When Debt to Equity Ratio is 2, state giving reason, whether this ratio will increase or decrease or will have no change in each of the following cases:
(i) Sale of Land (Book value ₹4,00,000) for ₹5,00,000; (ii) Issue of Equity Shares for the purchase of Plant and Machinery worth ₹10,00,000; (iii) Issue of Preference Shares for redemption of 13% Debentures, worth ₹10,00,000.
Debt-Equity Ratio = 2:1
Let Long-term loan = Rs 20,00,000
Shareholders’ Funds = Rs 10,00,000
(i) Sale of Land (Book Value Rs 4,00,000) for Rs 5,00,000- Decrease
Reason: This transaction will result increase in Shareholders’ Funds by Rs 1,00,000 as profit on sale of Land.
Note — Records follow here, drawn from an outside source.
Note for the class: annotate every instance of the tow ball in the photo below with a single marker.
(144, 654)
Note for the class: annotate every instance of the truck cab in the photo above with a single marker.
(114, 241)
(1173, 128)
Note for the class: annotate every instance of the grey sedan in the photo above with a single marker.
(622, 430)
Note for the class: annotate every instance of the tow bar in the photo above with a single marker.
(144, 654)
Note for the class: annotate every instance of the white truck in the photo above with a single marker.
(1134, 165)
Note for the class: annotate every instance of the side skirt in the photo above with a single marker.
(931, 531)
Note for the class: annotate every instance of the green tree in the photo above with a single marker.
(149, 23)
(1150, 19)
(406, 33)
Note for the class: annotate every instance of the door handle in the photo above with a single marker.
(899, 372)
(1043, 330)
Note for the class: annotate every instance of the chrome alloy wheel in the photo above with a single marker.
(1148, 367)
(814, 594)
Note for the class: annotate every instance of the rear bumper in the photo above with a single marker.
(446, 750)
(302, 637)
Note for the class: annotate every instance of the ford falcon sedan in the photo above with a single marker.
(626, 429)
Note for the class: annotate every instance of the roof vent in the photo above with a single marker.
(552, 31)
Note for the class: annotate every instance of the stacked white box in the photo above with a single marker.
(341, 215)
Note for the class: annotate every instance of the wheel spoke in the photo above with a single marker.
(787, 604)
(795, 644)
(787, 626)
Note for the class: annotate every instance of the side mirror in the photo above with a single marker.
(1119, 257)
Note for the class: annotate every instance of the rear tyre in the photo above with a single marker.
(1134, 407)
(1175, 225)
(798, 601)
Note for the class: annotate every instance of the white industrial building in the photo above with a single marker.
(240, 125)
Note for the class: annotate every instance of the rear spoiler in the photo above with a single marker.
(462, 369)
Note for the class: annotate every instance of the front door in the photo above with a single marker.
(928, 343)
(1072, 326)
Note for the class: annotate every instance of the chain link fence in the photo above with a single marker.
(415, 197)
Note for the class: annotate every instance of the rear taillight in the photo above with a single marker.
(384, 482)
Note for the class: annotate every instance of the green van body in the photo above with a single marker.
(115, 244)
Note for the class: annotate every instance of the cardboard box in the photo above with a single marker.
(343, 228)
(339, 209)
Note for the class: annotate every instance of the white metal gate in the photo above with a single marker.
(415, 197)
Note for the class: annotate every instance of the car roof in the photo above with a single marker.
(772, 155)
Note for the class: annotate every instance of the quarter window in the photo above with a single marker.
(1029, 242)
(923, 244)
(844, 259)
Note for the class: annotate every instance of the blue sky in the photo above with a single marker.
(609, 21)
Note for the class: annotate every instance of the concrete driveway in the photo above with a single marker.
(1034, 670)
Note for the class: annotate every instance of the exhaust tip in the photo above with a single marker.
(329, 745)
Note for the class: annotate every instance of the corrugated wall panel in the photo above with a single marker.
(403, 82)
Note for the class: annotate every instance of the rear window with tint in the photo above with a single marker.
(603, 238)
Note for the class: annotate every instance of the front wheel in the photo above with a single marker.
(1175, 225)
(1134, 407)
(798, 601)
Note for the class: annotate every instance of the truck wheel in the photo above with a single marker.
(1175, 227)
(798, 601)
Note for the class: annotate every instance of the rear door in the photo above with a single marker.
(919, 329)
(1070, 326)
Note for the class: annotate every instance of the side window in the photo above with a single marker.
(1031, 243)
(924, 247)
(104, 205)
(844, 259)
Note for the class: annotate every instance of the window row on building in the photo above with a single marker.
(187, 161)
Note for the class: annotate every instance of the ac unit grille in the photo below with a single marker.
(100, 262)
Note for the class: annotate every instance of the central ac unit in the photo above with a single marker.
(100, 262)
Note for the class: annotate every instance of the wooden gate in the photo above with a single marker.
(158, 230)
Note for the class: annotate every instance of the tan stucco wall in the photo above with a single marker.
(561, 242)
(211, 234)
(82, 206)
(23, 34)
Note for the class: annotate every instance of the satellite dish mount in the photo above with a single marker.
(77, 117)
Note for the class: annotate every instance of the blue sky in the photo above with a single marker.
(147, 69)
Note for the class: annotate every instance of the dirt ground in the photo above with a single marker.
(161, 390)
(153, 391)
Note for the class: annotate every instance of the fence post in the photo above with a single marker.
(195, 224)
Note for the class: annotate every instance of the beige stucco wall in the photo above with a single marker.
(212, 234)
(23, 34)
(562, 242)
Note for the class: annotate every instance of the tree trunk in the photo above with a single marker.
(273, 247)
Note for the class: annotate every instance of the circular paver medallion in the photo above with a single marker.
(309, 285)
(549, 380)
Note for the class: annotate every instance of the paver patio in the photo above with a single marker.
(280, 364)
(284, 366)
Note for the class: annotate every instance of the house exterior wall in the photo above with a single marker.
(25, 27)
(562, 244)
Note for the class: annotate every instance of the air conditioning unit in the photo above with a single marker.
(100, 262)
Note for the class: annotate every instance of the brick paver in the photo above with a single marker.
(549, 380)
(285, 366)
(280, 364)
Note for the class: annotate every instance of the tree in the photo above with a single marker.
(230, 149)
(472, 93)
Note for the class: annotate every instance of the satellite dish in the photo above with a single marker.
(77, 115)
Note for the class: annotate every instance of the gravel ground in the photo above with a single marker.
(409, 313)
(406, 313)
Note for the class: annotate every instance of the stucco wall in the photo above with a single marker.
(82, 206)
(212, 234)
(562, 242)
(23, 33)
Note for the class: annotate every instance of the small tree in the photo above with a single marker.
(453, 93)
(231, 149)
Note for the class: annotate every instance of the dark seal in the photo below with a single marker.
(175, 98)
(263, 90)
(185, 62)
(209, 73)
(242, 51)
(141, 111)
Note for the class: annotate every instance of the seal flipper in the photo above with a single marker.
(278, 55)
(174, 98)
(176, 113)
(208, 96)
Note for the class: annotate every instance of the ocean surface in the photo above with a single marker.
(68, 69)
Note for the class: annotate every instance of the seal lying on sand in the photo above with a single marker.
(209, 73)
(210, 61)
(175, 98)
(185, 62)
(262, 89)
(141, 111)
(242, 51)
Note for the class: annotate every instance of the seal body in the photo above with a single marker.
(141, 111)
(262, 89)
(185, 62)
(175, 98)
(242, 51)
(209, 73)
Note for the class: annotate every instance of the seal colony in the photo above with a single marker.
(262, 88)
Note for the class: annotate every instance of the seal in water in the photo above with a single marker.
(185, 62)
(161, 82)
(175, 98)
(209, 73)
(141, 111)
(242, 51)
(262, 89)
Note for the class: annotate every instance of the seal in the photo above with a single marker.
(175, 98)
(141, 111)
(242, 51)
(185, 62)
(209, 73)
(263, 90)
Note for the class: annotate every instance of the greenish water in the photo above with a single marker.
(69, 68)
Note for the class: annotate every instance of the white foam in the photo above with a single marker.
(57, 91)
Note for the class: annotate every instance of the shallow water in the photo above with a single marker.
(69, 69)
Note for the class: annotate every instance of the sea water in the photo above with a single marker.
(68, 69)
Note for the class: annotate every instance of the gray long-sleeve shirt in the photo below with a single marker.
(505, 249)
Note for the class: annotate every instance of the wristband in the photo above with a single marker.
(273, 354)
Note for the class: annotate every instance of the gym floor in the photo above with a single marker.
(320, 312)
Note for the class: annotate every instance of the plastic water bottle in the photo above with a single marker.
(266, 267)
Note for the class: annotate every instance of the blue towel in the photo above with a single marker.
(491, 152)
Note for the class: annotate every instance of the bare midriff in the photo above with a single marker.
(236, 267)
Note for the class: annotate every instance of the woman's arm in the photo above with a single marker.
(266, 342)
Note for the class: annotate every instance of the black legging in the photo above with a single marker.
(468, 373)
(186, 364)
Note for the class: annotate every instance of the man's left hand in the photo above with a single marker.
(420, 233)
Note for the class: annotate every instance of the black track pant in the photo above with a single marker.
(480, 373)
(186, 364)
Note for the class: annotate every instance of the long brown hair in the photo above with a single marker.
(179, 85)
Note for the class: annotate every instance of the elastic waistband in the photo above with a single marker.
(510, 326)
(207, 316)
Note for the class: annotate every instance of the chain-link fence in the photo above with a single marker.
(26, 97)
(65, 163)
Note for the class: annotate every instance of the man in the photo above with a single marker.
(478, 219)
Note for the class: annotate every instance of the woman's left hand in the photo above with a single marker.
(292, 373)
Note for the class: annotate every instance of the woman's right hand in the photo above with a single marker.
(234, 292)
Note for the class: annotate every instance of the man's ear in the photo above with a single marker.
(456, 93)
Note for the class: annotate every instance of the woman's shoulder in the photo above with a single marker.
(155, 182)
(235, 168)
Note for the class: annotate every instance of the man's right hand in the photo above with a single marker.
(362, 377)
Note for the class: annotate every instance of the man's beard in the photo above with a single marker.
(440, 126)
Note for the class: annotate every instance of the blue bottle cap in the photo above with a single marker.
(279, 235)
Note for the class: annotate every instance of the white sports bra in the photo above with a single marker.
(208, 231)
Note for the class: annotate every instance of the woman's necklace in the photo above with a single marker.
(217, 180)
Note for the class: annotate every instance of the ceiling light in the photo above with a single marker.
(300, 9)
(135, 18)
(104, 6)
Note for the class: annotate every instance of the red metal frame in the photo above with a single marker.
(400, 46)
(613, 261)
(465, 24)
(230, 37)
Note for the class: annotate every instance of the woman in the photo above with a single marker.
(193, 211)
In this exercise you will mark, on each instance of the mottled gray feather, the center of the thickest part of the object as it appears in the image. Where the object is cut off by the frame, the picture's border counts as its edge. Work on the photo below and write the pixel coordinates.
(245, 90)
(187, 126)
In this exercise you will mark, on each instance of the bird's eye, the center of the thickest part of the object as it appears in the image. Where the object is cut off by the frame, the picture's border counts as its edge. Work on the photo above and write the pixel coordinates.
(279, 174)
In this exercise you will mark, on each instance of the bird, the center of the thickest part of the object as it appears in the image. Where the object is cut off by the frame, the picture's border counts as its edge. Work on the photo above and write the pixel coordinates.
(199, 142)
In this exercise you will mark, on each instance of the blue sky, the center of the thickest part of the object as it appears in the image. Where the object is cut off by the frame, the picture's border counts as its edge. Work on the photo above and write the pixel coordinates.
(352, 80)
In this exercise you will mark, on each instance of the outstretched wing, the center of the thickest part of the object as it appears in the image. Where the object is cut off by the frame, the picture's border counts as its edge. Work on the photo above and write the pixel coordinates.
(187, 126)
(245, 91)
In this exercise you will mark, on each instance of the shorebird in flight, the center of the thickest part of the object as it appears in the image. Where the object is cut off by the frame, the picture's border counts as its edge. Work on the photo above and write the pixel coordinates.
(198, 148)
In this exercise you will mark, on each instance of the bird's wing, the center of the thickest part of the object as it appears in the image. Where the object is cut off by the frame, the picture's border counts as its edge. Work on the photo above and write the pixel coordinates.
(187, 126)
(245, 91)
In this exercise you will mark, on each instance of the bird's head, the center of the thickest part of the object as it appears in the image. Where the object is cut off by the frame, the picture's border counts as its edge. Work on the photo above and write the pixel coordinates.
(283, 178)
Shareholders’ Funds after adjusting profit on sale of land = 10,00,000 + 1,00,000 = Rs 11,00,000
`"Debt - Equity Ratio" = 2000000/1100000 = 1.81 : 1`
(ii) Issue of Equity share for the purchase of plant and Machinery worth Rs 10,00,000- Decrease
Reason: This transaction will increase the amount of Shareholders Fund by Rs 10,00,000 in the form of equity shares and have no effect on Long-term Loans.
Debt-Equity Ratio = `2000000/(100000 + 1000000) = 1 : 1`
(iii) Issue of preference Shares for redemption of 13% Debentures worth Rs 10,00,000- Decrease
Reason: This transaction will lead to decrease in Long-term Loan by Rs 10,00,000 in the form of redemption of debentures and increase in Shareholders’ Funds with the same amount in the form of Preference Shares.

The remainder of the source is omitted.